L’emergenza evacuati non è ancora rientrata, a 10 giorni dalla loro apertura i 45 centri di accoglienza istituiti nella sola Belgrado sono tutti in funzione e lo saranno ancora per giorni perché il rientro degli evacuati nei centri abitati alluvionati sarà un lungo e complesso processo, anche alla luce del fatto che
numerose abitazioni non saranno più agibili. Solo sabato hanno avuto inizio le prime operazioni di pulizia e disinfezione nella città di Obrenovac, il cui centro è ancora senza elettricità e acqua potabile e dove si stimano circa 30.000 edifici danneggiati dall’acqua. In città tutto ciò che si trova sotto il metro e mezzo di altezza è stato raggiunto e danneggiato dall’acqua, il più delle volte in modo irreparabile.

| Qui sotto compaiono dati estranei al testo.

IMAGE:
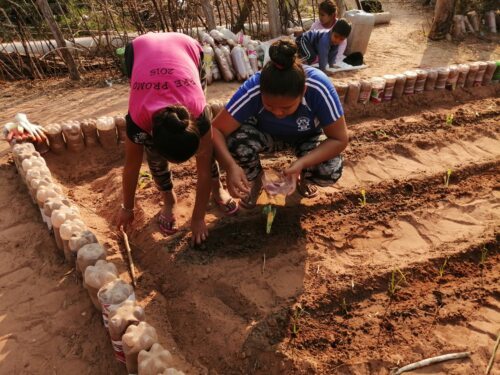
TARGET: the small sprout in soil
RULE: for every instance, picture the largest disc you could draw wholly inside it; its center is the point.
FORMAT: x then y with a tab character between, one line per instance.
449	119
295	328
381	134
442	267
343	307
270	213
484	256
362	200
446	177
397	277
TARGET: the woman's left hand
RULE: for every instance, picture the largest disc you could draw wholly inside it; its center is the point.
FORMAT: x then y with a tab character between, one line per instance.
199	231
294	170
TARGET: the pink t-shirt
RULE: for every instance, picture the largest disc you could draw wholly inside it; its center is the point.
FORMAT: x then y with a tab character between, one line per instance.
165	72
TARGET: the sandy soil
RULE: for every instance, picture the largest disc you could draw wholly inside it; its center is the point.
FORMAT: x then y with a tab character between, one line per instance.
312	297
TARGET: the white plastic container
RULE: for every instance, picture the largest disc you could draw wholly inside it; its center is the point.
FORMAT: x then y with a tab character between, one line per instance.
58	218
490	71
481	69
126	318
362	27
443	74
89	131
399	86
352	95
88	255
377	92
451	82
471	76
55	138
421	79
136	338
411	79
106	130
67	230
364	91
112	295
155	361
463	70
390	81
95	277
73	135
44	192
341	88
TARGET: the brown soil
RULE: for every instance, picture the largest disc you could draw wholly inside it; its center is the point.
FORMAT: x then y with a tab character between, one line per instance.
320	302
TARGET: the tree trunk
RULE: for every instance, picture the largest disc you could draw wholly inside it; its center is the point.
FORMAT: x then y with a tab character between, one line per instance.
274	18
208	12
61	43
443	19
245	12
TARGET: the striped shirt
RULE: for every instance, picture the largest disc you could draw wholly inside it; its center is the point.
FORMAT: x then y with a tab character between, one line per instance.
320	107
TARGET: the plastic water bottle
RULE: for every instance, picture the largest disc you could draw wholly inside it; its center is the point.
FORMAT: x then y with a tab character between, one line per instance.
137	337
95	277
122	317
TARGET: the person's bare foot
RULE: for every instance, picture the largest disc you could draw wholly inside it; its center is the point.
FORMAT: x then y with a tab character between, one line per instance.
222	198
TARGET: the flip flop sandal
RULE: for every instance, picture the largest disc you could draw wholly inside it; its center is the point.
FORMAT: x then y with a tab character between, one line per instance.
307	190
167	224
230	207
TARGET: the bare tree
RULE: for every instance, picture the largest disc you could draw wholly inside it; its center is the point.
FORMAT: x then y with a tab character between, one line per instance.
208	12
443	19
61	43
274	18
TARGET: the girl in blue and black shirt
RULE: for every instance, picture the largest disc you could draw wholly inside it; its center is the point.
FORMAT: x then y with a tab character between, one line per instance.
285	105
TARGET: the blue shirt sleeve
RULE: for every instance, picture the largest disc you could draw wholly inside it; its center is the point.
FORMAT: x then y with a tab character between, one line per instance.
324	50
323	98
245	102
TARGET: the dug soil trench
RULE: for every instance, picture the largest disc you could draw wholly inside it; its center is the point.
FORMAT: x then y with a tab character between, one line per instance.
338	287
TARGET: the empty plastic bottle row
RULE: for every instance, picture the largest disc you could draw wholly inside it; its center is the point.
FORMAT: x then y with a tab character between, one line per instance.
74	136
388	87
134	341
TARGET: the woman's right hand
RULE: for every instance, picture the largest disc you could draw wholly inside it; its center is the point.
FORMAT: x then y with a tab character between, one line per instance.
237	183
124	218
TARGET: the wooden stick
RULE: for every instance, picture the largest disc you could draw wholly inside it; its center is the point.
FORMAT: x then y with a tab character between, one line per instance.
493	355
129	255
431	361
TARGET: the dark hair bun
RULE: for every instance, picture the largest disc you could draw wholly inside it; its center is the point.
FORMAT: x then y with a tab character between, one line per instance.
283	53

Il Governo Serbo ha istituito una Commissione per la valutazione dei danni delle alluvioni e frane che dovrà presentare un report entro fine mese. L’estensione dell’area colpita e l’intensità dei fenomeni che hanno devastato il paese richiedono un notevole sforzo e un coordinamento non solo a livello istituzionale, ma si rende necessaria anche una collaborazione con il privato il terzo settore. La priorità è recuperare le abitazioni agibili, per permettere il ritorno delle persone il prima possibile. Poi andranno valutati i danni delle vie di comunicazione stradali, le reti idriche, elettriche, telefoniche, ferroviarie; le perdite subite dagli agricoltori e allevatori e il tempo necessario al ripristino della normalità (si parla comunque di anni e ingenti investimenti) oltre a quelli delle piccole coltivazioni che in molte zone rappresentano un importante fonte di sostentamento per le popolazioni locali; infine, ancora incalcolabili, appaiono i danni alle industrie e alle attività commerciali alluvionate.
La rete Caritas si è attivata anche nella fase di rilevazione dei bisogni e a breve gli operatori e i volontari somministreranno dei questionari ai nuclei famigliari che vivono nelle zone più colpite, suddivise in cinque aree: Obrenovac, Ub, Sabac, Valjevo e Krupanj.
Sulla base di questa ricerca si baseranno anche i progetti di Caritas a lungo e medio periodo, piani pluriennali finalizzati a sostenere le comunità locali verso il pieno ritorno alla normalità spazzata via dalla furia delle acque.
Infine, un altro timore che affligge gran parte delle persone colpite dall’alluvione è la paura di cadere nel dimenticatoio e che con il ritirarsi delle acque venga meno anche quell’onda di solidarietà che per giorni ha mobilitato un intero paese. Ci si augura che la saturazione mediatica raggiunta non precipiti all’improvviso.
I centri di accoglienza sono ancora pieni di famiglie che hanno bisogno di aiuto e un supporto maggiore sarà richiesto quando potranno tornare a casa, visto che solo alcuni potranno trovarne una ad aspettarli e un numero ancora maggiore di persone avrà perso le proprie fonti di sostentamento.